The agents SDK broadcasts `this.state` changes to all WebSocket connections. The subscription-on-storage pattern is more granular — you can subscribe to specific collections (e.g. "notify me when a new chat message is added" without re-sending the entire state). This would reduce WebSocket bandwidth for agents with large or frequently-changing state.
### Code Versioning with CRDTs
The Gadgets architecture uses Yjs CRDTs for code versioning — a log of incremental updates with periodic snapshots, plus merge/revert semantics. Changes are "proposed" per chat thread and only committed when the user explicitly merges.
This could generalize to any agent that produces artifacts (documents, configs, plans, database migrations) that users want to review before committing. The pattern: agent proposes changes → changes stored as a diff → user previews → user merges or reverts → committed state updates. Each step is auditable.
### Bidirectional Object-Capability RPC
The Gadgets system uses Cap'n Web — a bidirectional RPC protocol with promise pipelining, pass-by-reference functions, and explicit stub disposal. Key capabilities:
- **Promise pipelining** — call methods on a not-yet-resolved stub without awaiting. Reduces round trips.
- **Pass functions by reference** — pass a callback over RPC. The receiver gets a stub that calls back to the original.
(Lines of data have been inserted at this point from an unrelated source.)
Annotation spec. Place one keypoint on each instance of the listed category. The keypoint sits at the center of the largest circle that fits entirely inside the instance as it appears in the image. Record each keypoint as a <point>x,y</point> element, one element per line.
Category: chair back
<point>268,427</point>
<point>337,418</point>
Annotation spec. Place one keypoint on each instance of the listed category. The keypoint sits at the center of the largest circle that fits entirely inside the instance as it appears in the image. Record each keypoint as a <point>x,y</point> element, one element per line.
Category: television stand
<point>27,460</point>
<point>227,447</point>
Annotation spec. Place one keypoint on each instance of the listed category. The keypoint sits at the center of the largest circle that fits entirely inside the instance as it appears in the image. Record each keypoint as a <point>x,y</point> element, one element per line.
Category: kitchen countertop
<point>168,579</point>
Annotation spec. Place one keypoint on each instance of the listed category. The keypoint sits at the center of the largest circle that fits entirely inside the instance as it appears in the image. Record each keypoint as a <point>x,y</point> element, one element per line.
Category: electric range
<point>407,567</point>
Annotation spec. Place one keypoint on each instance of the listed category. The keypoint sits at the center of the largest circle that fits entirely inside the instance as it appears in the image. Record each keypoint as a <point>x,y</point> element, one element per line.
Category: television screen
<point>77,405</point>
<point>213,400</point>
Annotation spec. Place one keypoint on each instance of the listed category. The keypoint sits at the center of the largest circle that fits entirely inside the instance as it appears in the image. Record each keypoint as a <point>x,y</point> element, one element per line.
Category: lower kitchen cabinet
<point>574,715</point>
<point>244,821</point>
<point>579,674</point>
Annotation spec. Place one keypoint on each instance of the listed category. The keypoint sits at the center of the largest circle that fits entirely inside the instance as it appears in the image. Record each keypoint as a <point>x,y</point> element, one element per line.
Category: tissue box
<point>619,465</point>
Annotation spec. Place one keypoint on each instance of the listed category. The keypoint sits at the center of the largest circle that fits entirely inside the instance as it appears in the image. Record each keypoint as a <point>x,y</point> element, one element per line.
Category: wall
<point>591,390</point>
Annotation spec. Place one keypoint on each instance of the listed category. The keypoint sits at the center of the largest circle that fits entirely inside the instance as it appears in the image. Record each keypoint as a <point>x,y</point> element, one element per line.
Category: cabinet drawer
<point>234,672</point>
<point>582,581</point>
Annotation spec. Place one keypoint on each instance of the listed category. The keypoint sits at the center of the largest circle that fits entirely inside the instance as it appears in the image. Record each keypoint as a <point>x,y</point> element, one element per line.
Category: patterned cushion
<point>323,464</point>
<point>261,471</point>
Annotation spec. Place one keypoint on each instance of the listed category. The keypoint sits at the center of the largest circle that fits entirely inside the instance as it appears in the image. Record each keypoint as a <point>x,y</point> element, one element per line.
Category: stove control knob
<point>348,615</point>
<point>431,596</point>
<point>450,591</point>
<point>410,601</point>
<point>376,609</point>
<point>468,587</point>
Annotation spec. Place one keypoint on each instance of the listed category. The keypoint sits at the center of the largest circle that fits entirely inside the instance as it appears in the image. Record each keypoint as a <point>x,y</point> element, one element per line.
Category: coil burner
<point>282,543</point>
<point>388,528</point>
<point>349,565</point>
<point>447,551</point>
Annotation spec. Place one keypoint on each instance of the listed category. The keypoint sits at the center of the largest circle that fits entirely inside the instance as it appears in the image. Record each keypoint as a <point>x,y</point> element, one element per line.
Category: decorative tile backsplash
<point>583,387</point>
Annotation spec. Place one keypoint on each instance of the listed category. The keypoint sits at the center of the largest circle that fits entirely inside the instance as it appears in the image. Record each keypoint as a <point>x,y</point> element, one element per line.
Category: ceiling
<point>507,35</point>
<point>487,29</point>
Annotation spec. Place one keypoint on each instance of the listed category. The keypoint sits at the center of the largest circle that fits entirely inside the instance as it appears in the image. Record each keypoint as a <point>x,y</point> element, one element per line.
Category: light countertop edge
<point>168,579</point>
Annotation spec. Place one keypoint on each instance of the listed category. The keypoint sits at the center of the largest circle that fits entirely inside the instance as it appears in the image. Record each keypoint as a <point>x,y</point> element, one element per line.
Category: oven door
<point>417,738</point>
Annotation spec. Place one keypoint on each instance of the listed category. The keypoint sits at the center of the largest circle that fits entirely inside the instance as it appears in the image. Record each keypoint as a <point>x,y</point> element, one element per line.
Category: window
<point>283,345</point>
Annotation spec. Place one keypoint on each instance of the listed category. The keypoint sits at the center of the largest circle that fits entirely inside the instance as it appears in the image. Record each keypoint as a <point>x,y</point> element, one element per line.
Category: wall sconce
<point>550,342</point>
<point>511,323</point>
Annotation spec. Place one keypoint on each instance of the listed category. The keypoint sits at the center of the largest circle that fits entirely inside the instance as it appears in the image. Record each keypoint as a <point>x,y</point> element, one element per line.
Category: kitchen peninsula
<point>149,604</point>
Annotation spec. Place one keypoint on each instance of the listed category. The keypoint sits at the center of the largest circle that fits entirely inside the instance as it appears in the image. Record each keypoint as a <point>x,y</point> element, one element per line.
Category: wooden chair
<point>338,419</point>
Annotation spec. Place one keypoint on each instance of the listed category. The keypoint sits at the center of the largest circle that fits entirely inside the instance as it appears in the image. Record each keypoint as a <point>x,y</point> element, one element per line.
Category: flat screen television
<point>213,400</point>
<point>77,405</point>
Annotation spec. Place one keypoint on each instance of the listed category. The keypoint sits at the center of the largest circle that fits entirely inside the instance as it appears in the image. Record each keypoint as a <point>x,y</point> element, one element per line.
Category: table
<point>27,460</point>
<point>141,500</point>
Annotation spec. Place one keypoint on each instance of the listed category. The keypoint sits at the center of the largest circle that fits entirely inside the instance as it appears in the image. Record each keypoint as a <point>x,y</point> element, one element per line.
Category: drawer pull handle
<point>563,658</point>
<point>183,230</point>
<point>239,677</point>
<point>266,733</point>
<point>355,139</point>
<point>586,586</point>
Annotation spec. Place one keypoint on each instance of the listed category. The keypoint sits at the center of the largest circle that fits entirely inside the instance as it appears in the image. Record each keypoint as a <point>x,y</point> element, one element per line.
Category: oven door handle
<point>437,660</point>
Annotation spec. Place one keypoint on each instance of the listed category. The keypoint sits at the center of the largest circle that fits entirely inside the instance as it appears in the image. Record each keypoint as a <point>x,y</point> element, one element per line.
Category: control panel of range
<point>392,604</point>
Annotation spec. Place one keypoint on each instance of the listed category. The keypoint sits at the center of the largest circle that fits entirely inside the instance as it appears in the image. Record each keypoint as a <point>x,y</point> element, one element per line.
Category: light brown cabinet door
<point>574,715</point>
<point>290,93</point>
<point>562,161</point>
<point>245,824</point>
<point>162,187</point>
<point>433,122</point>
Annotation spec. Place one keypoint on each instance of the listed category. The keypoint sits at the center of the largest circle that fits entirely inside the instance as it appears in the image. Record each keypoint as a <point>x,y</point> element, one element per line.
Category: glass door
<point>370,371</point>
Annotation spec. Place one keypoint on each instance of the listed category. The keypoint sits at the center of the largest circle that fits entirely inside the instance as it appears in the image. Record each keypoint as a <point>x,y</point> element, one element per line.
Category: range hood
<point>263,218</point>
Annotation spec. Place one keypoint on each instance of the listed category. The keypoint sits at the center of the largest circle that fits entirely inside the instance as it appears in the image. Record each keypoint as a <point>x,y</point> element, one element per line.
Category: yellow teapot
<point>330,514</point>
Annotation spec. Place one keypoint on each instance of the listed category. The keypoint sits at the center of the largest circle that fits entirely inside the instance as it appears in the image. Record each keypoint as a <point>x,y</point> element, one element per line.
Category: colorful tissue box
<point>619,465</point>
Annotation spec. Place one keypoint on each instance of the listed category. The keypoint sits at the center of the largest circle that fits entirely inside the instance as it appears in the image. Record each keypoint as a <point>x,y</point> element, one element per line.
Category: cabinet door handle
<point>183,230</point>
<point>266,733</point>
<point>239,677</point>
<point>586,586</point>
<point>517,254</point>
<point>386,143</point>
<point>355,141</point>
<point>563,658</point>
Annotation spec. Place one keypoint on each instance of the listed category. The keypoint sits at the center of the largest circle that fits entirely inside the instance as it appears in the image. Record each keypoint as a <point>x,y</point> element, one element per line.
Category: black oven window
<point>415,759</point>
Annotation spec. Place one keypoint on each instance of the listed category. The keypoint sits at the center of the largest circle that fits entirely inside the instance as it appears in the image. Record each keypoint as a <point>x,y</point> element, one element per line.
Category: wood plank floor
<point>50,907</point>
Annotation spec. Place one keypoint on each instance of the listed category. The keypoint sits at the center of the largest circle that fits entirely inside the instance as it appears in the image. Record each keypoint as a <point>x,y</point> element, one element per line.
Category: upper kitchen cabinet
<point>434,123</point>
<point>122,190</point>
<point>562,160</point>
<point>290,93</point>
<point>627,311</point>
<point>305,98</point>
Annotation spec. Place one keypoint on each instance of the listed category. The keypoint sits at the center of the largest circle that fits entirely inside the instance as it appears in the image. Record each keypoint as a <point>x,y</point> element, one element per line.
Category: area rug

Enables subscription patterns where the server calls the client.
- **Stub disposal** — explicit `Symbol.dispose()` to prevent server-side resource leaks.
The agents SDK uses JSON-over-WebSocket for client-server communication and Workers RPC for inter-DO calls. Cap'n Web's capabilities (especially pass-by-reference and pipelining) would enable richer interaction patterns — like a facet returning a stub that the client can call directly, or subscription callbacks that don't require polling.
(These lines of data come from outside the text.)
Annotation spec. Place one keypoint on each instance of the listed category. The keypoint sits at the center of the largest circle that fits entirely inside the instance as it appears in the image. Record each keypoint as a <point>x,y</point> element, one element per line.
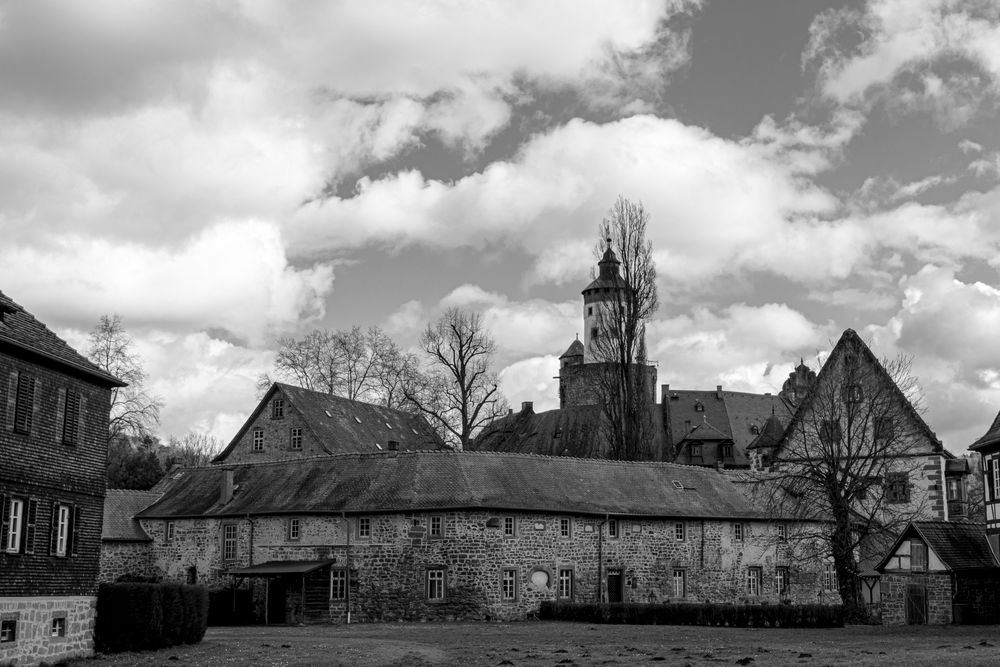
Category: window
<point>897,487</point>
<point>829,431</point>
<point>753,581</point>
<point>24,403</point>
<point>565,581</point>
<point>338,584</point>
<point>781,580</point>
<point>680,583</point>
<point>14,514</point>
<point>229,542</point>
<point>8,630</point>
<point>830,577</point>
<point>435,584</point>
<point>508,585</point>
<point>62,529</point>
<point>918,555</point>
<point>71,418</point>
<point>885,428</point>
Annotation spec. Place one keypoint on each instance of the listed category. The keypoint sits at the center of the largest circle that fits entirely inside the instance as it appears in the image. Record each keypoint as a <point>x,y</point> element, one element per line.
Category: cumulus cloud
<point>234,275</point>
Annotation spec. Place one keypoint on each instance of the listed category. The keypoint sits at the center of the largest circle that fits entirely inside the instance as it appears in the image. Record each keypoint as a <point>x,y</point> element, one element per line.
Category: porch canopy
<point>277,568</point>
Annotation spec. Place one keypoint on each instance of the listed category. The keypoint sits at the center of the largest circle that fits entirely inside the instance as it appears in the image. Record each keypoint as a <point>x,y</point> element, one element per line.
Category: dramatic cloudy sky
<point>221,173</point>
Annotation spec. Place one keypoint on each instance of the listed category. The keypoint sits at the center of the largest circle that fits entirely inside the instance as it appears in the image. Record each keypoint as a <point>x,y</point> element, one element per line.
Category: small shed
<point>940,572</point>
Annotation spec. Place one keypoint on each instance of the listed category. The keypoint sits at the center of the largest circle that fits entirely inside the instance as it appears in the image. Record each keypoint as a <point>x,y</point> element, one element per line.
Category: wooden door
<point>616,585</point>
<point>916,604</point>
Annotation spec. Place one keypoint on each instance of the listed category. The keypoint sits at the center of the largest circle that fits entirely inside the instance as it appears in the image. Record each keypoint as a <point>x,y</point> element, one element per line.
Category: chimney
<point>226,492</point>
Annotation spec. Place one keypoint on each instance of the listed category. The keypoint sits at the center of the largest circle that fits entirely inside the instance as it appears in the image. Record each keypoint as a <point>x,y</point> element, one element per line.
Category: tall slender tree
<point>624,386</point>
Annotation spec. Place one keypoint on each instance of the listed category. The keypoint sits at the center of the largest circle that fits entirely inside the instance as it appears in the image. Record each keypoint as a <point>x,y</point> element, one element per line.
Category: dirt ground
<point>545,643</point>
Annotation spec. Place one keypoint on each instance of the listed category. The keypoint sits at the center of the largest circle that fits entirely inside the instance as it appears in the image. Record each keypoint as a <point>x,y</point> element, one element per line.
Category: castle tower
<point>598,296</point>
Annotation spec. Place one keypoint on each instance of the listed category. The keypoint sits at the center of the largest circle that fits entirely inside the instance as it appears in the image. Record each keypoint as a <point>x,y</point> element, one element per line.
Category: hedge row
<point>135,617</point>
<point>730,615</point>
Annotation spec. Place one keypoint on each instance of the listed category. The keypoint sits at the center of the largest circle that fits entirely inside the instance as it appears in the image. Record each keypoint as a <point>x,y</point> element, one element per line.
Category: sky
<point>221,174</point>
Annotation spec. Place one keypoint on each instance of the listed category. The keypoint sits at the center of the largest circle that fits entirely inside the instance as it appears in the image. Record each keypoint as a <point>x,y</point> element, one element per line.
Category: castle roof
<point>20,329</point>
<point>447,480</point>
<point>342,425</point>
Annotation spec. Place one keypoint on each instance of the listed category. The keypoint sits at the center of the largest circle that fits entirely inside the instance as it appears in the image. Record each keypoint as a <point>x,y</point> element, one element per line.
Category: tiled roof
<point>960,546</point>
<point>19,328</point>
<point>990,438</point>
<point>443,480</point>
<point>341,425</point>
<point>120,506</point>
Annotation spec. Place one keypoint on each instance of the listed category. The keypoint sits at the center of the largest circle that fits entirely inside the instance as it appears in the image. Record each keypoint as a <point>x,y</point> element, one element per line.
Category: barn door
<point>616,585</point>
<point>916,604</point>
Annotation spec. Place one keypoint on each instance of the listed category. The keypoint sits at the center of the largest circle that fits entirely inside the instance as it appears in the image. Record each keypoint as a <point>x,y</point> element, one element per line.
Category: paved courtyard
<point>538,643</point>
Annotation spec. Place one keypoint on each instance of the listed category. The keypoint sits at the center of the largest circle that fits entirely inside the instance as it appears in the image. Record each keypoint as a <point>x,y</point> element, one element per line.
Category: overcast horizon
<point>223,173</point>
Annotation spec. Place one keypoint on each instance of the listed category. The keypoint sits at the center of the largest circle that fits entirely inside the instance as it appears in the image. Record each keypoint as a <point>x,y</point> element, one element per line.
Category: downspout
<point>347,575</point>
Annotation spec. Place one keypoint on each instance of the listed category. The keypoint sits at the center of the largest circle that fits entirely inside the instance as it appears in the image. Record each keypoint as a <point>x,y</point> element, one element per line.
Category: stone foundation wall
<point>390,566</point>
<point>34,643</point>
<point>125,558</point>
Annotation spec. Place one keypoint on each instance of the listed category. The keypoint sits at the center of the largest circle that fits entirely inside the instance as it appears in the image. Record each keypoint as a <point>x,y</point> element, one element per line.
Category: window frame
<point>679,574</point>
<point>754,577</point>
<point>435,587</point>
<point>228,541</point>
<point>565,583</point>
<point>509,587</point>
<point>363,528</point>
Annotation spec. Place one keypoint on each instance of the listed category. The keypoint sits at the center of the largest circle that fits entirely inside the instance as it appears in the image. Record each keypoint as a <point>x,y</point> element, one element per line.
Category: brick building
<point>447,535</point>
<point>53,447</point>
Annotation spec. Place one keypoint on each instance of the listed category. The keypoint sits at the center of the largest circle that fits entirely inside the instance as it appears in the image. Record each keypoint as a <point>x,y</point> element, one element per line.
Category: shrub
<point>137,616</point>
<point>730,615</point>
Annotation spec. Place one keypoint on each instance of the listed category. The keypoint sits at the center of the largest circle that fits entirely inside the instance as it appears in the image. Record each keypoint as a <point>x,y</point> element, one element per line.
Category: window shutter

### Gatekeeper Adapter Protocol
Beyond the ApprovalQueue (covered above), the full Gatekeeper protocol defines a hierarchy for wrapping external services:
- **Vendor** (service-level) — "Google", "GitHub". Handles OAuth flow, URL pattern matching, TypeScript type definitions for the API.
- **User** (account-level) — a specific user's credentials for a vendor. Returns DO classes for specific resources.
- **Gatekeeper** (resource-level) — wraps a single resource (a Google Doc, a GitHub repo). Manages sessions, actions, observations.
Each level is a separate interface. A complete Gatekeeper implementation for a service (e.g. Google Workspace) would provide: OAuth connection flow, URL-to-resource resolution, typed RPC bindings for the resource, action submission with human approval, and revert support. This is the most ambitious pattern — it's a full "adapter framework" for external services — but it's also the one that would make Cloudflare agents genuinely safe to connect to sensitive APIs.
### Dynamic Worker Loading for Plugins
The Worker Loader enables a plugin model where third-party code runs in fresh V8 isolates with:
- **No network access** (`globalOutbound: null`)
- **Explicit bindings only** — the host decides what the plugin can reach
- **Capability-based credentials** — plugins get `AuthorizedHttpClient` bindings that inject OAuth tokens transparently, never exposing raw credentials
- **Fresh isolate per execution** — no state leakage between runs
This could power a tool/skill marketplace where users install community-contributed agent tools without trusting the code. Each tool runs sandboxed with only the bindings it declared. The host (Agent SDK) provides credential injection via WorkerEntrypoint loopbacks.